Leon granted a request by five tobacco companies seeking to postpone the September 22, 2012, deadline for the regulations to take effect while the court reviews the rule's constitutionality. The preliminary injunction stays the effective date of the regulations until 15 months after the final resolution of the litigation.
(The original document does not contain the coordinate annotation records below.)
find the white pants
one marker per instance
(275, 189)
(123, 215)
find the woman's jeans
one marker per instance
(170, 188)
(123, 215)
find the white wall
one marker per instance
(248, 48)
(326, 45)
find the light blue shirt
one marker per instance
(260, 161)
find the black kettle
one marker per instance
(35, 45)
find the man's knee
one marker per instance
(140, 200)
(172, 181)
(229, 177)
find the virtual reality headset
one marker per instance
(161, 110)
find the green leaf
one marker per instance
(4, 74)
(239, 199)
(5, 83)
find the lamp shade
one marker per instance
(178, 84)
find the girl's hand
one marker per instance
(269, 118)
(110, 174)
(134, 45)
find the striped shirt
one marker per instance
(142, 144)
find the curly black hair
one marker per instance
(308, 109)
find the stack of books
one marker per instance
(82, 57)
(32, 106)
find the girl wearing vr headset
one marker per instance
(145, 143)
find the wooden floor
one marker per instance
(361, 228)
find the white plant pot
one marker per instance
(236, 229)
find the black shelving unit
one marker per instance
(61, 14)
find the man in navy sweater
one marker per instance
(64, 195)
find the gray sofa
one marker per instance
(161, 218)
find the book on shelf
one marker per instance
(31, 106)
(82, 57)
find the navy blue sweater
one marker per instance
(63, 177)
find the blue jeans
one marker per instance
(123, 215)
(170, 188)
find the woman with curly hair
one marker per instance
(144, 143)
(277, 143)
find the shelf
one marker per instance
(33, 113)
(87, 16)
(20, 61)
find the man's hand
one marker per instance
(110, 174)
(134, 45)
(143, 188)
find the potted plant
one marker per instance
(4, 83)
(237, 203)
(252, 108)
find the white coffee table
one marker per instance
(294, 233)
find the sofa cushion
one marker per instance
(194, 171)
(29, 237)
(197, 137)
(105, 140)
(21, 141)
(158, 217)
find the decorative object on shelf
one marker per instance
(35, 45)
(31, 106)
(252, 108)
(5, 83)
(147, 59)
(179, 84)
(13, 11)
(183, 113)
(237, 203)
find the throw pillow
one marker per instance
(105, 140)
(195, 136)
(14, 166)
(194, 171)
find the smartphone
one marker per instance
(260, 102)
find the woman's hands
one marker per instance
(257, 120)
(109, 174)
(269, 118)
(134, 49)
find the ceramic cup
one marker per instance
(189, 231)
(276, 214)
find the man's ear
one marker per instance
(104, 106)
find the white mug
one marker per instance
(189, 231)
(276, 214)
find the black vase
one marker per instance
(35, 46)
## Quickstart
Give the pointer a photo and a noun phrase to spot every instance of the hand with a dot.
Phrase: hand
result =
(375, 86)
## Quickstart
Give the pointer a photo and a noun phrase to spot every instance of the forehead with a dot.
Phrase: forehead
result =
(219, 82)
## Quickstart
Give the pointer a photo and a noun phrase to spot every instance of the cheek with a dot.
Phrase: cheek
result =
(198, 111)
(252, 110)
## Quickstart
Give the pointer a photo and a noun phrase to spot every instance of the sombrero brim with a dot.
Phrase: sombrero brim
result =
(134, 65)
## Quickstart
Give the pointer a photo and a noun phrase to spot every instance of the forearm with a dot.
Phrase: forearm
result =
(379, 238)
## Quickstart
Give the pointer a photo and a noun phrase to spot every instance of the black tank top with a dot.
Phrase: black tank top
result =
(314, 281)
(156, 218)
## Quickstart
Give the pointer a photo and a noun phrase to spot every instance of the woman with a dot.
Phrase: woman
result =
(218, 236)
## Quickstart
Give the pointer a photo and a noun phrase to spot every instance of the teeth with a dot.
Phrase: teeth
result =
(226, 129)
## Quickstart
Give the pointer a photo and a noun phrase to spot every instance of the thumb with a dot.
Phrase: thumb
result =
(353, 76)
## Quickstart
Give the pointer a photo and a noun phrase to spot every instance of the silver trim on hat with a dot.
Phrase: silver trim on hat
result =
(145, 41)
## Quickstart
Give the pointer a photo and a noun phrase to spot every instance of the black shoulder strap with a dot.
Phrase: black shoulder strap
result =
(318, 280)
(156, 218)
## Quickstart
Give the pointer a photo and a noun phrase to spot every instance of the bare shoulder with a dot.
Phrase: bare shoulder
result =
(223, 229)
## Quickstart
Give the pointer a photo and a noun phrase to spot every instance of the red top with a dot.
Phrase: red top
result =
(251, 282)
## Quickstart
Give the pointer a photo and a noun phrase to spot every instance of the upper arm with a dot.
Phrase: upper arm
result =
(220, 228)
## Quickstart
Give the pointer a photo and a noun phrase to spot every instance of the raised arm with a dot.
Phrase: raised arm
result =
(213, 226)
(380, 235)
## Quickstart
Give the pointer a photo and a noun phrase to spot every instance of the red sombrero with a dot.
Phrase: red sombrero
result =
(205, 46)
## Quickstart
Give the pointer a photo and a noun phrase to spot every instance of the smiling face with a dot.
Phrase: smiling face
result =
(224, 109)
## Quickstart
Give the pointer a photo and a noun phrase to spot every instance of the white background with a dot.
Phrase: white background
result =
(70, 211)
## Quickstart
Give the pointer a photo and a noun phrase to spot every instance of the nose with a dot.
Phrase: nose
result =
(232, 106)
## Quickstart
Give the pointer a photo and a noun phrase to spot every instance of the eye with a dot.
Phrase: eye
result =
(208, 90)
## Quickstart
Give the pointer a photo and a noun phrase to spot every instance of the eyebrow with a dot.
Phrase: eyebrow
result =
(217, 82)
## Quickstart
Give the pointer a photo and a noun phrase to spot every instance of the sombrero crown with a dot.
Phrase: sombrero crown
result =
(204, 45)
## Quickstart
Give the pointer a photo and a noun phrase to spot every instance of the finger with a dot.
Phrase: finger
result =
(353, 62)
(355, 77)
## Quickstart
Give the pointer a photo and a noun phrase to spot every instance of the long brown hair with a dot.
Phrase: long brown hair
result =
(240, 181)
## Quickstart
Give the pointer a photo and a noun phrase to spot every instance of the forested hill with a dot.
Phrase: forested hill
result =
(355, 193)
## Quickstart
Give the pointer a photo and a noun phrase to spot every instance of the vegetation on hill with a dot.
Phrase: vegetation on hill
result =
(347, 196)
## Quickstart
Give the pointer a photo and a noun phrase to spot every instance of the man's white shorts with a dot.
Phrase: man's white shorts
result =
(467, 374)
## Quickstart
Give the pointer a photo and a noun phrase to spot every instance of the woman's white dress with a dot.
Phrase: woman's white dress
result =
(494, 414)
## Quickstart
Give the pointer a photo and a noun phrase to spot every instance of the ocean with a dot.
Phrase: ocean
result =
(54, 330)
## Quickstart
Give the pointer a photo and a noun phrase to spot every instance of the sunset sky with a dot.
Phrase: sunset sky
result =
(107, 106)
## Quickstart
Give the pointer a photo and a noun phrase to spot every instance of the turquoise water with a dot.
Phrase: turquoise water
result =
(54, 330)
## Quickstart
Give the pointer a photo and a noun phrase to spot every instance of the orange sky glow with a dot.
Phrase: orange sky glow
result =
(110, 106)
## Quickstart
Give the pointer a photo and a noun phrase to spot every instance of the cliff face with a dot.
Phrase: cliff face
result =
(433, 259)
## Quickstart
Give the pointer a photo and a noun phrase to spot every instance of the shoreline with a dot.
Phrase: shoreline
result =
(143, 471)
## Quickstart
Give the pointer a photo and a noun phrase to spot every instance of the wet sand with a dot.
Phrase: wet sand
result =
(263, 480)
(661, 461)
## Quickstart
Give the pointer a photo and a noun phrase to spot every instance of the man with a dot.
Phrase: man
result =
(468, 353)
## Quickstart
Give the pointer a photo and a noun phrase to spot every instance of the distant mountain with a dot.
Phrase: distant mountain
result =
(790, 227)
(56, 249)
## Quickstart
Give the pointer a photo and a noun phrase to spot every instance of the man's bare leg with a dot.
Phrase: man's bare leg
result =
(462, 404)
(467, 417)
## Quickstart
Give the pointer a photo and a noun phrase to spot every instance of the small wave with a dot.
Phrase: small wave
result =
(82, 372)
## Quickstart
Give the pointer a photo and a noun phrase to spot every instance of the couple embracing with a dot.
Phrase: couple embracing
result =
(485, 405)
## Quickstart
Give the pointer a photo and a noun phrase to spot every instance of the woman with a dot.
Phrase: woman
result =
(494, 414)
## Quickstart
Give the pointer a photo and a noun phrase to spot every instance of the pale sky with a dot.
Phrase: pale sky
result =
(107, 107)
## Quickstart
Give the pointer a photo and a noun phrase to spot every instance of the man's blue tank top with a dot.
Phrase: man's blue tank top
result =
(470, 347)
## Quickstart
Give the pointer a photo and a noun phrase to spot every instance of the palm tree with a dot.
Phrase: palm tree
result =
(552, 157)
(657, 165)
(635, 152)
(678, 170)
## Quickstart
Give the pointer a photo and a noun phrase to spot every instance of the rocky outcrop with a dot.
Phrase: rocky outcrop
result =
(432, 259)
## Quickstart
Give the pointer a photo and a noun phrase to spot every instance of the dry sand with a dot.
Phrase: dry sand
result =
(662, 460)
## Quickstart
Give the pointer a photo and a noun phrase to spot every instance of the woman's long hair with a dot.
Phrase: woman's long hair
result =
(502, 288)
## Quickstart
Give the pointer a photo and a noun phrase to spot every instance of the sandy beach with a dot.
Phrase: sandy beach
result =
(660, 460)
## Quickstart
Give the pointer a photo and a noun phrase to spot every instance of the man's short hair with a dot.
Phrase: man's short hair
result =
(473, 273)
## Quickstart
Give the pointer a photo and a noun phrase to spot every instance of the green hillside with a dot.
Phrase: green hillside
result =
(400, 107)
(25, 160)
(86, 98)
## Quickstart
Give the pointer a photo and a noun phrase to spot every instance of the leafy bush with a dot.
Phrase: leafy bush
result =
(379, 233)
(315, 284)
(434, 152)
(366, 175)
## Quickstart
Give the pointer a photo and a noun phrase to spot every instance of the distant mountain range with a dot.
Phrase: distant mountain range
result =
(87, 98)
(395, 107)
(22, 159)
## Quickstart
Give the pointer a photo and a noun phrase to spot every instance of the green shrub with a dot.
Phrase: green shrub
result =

"While the line between the constitutionally permissible dissemination of factual information and the impermissible expropriation of a company's advertising space for government advocacy can be frustratingly blurry, here--where these emotion-provoking images are coupled with text extolling consumers to call the phone number '1-800-QUIT'--the line seems quite clear," Leon said in his ruling.

"It is abundantly clear from viewing these images that the emotional response they were crafted to induce is calculated to provoke the viewer to quit, or never to start smoking--an objective wholly apart from disseminating purely factual and uncontroversial information," Leon wrote in his 29-page opinion, according to a separate Associated Press report. He pointed out that at least some were altered photographs to evoke emotion.

He also pointed out the size of the labels suggests they are unconstitutional--the FDA requirement said the labels were to cover the entire top half of cigarette packs, front and back and include a number for a stop-smoking hotline. The labels were to constitute 20% of cigarette advertising, and marketers were to rotate use of the images. Leon said the labels would amount to a "mini-billboard" for the agency's "obvious anti-smoking agenda."

The U.S. Department of Justice argued that the images, coupled with written warnings, were designed to communicate the dangers to youngsters and adults. The FDA declined to comment on the judge's ruling.

Lorillard, R.J. Reynold Tobacco Co., Commonwealth Brands Inc., Liggett Group LLC and Santa Fe Natural Tobacco Co. sued in August, saying the U.S. Food & Drug Administration (FDA) regulation mandates for cigarette packs, cartons and advertising violate the First Amendment.

Floyd Abrams, a partner in the New York law firm of Cahill Gordon & Reindel, who is representing Greensboro, N.C.-based Lorillard, saidin a statement that the ruling "reaffirms fundamental First Amendment principles by rejecting the notion that the government may require those who sell lawful products to adults to urge current and prospective purchasers not to purchase those products."

"We're pleased with the judge's ruling and look forward to the court's final resolution of the case," Bryan Hatchell, a spokesperson for Reynolds American Inc. (RAI), R.J. Reynolds's parent, told Bloomberg.

Stephanie Yao, a spokesperson for the FDA, told the news agency that it "does not comment on proposed, pending or ongoing litigation."

The case is R.J. Reynolds Tobacco Co. v. U.S. Food & Drug Administration, 11-cv-1482, U.S. District Court, District of Columbia (Washington).